3 thoughts on “Dare Stone: Does debunking need debunking?”

  1. Teaching history, I am appalled by the smug lack of openness among academics on facing new evidence. The original debunking of the Dare Stones was accomplished by a non-academic magazine, Saturday Evening Post, based on supposed questionable motivations of the many donors. Do you think that the entire pursuit of Eleanor Dare’s heroic and tragic exodus should be waylaid without detailing the provenance of each stone individually. Some of the 48 stones may be fake, but prove it case by case…if you can.

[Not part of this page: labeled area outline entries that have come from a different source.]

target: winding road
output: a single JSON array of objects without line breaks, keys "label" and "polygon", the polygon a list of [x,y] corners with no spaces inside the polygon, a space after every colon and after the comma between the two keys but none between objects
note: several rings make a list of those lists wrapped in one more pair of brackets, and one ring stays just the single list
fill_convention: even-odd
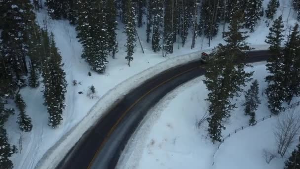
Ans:
[{"label": "winding road", "polygon": [[[199,53],[199,55],[200,54]],[[266,59],[268,51],[247,53],[247,63]],[[205,73],[200,60],[169,69],[132,90],[87,131],[57,169],[114,169],[131,134],[148,111],[167,93]]]}]

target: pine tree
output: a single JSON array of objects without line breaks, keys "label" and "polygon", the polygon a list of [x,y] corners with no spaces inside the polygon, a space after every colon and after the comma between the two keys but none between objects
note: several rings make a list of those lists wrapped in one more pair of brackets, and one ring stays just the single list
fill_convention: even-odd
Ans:
[{"label": "pine tree", "polygon": [[294,7],[295,10],[298,14],[298,20],[300,19],[300,0],[293,0],[293,6]]},{"label": "pine tree", "polygon": [[266,82],[268,85],[266,89],[268,96],[268,107],[271,112],[277,114],[282,108],[282,103],[283,101],[284,91],[283,91],[283,75],[282,72],[282,63],[283,55],[281,45],[283,40],[283,23],[281,16],[276,19],[271,28],[270,32],[267,36],[265,42],[270,44],[269,49],[273,55],[267,60],[266,65],[267,70],[270,75],[265,78]]},{"label": "pine tree", "polygon": [[174,18],[174,0],[165,0],[164,16],[163,21],[163,47],[166,54],[173,53],[174,36],[176,20]]},{"label": "pine tree", "polygon": [[109,50],[105,4],[103,0],[79,1],[78,24],[76,28],[77,37],[83,47],[81,57],[91,66],[92,70],[98,73],[105,71]]},{"label": "pine tree", "polygon": [[[157,52],[160,50],[161,46],[160,44],[161,37],[160,29],[162,27],[161,23],[163,20],[163,0],[151,0],[150,2],[150,14],[152,16],[152,34],[151,40],[152,49],[154,52]],[[149,31],[149,30],[148,30]]]},{"label": "pine tree", "polygon": [[[2,83],[3,81],[0,81],[0,86],[2,86]],[[14,110],[4,107],[4,97],[7,94],[3,93],[3,91],[0,90],[0,169],[12,169],[13,165],[9,158],[16,152],[17,149],[14,145],[11,146],[8,143],[4,123],[9,115],[13,114]]]},{"label": "pine tree", "polygon": [[204,35],[209,40],[216,36],[219,30],[217,23],[219,3],[219,1],[217,0],[202,1],[199,25]]},{"label": "pine tree", "polygon": [[245,3],[245,27],[253,32],[258,21],[260,19],[262,0],[248,0]]},{"label": "pine tree", "polygon": [[295,25],[288,40],[284,49],[282,72],[284,99],[289,104],[294,96],[300,94],[300,32],[298,24]]},{"label": "pine tree", "polygon": [[33,7],[29,0],[6,0],[2,2],[4,26],[1,32],[1,52],[9,58],[13,78],[19,86],[25,85],[24,76],[28,69],[26,55],[28,51],[28,39],[31,23],[35,20]]},{"label": "pine tree", "polygon": [[145,5],[145,0],[133,0],[134,3],[135,4],[135,11],[136,13],[136,18],[137,20],[137,26],[138,28],[140,28],[143,25],[143,17],[144,13],[144,8]]},{"label": "pine tree", "polygon": [[108,31],[109,51],[112,52],[112,58],[114,58],[115,53],[118,52],[118,42],[116,40],[117,22],[116,18],[116,8],[115,0],[109,0],[107,2],[107,30]]},{"label": "pine tree", "polygon": [[[181,23],[181,39],[182,47],[183,47],[186,43],[188,35],[189,32],[189,27],[191,23],[192,16],[192,6],[191,1],[189,0],[183,0],[181,18],[180,22]],[[198,25],[199,27],[199,25]],[[198,29],[199,30],[199,28]],[[198,34],[200,33],[198,30]]]},{"label": "pine tree", "polygon": [[31,26],[32,32],[29,37],[28,51],[28,56],[30,58],[29,84],[31,87],[37,87],[39,84],[39,72],[41,70],[41,33],[39,27],[33,21]]},{"label": "pine tree", "polygon": [[135,35],[136,30],[135,29],[135,21],[134,17],[134,7],[133,6],[132,0],[127,0],[126,6],[127,7],[126,12],[126,25],[125,27],[125,33],[127,37],[127,42],[125,46],[127,47],[126,52],[127,55],[125,59],[128,62],[128,66],[130,66],[130,62],[133,60],[132,55],[134,53],[134,49],[135,46],[136,39]]},{"label": "pine tree", "polygon": [[249,47],[245,42],[248,37],[239,31],[238,17],[232,18],[229,32],[224,34],[227,44],[219,44],[205,74],[204,83],[210,91],[207,99],[210,102],[208,131],[213,142],[221,140],[222,130],[225,128],[222,120],[230,117],[230,112],[236,107],[231,99],[243,91],[242,86],[251,80],[253,74],[245,72],[245,64],[234,65],[245,59],[244,51]]},{"label": "pine tree", "polygon": [[285,163],[284,169],[300,169],[300,144]]},{"label": "pine tree", "polygon": [[67,92],[66,73],[62,67],[62,58],[55,46],[54,36],[51,34],[50,39],[47,32],[43,32],[44,43],[48,45],[46,57],[43,63],[44,97],[45,105],[47,106],[49,115],[48,125],[55,128],[63,120],[62,115],[65,109],[65,94]]},{"label": "pine tree", "polygon": [[193,19],[191,25],[192,25],[192,40],[191,40],[191,46],[190,48],[192,49],[195,47],[195,44],[196,43],[196,38],[198,36],[197,33],[197,29],[198,29],[198,25],[197,23],[197,16],[198,16],[198,1],[197,0],[194,0],[194,3],[193,6]]},{"label": "pine tree", "polygon": [[15,102],[17,107],[20,110],[20,113],[18,115],[18,121],[17,121],[19,124],[20,129],[25,132],[31,131],[32,129],[31,118],[26,114],[25,111],[26,104],[24,102],[21,94],[17,93],[16,94]]},{"label": "pine tree", "polygon": [[267,8],[265,10],[266,17],[270,19],[273,19],[274,15],[276,13],[277,8],[280,5],[280,4],[278,0],[270,0]]},{"label": "pine tree", "polygon": [[250,124],[255,121],[255,111],[261,104],[258,96],[259,91],[259,83],[256,80],[252,83],[250,88],[245,95],[245,103],[244,104],[245,106],[245,114],[250,115],[251,118],[249,120]]}]

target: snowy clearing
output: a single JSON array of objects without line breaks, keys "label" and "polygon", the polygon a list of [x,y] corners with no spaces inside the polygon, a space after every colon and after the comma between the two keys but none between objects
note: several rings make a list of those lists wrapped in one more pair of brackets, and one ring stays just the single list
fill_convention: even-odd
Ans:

  2. Having recently read, “The Lost Rocks” and the entire Saturday Evening Post article by Mr. Sparkes I am left with the feeling that the original Dare stone found by Mr. Hammond may indeed be genuine and should be viewed as an entirely separate entity. It is much different than the subsequent stones found after the reward was offered. It seems rather obvious that the hoaxers simply keyed off of the original stone with their chiseled “language”. I believe that in later years, Mr. Sparkes himself was intrigued with the first stone and had his doubts that it alone was a forgery as were the rest. I also am of the opinion that the first stone should be in a museum display. Just one man’s thoughts.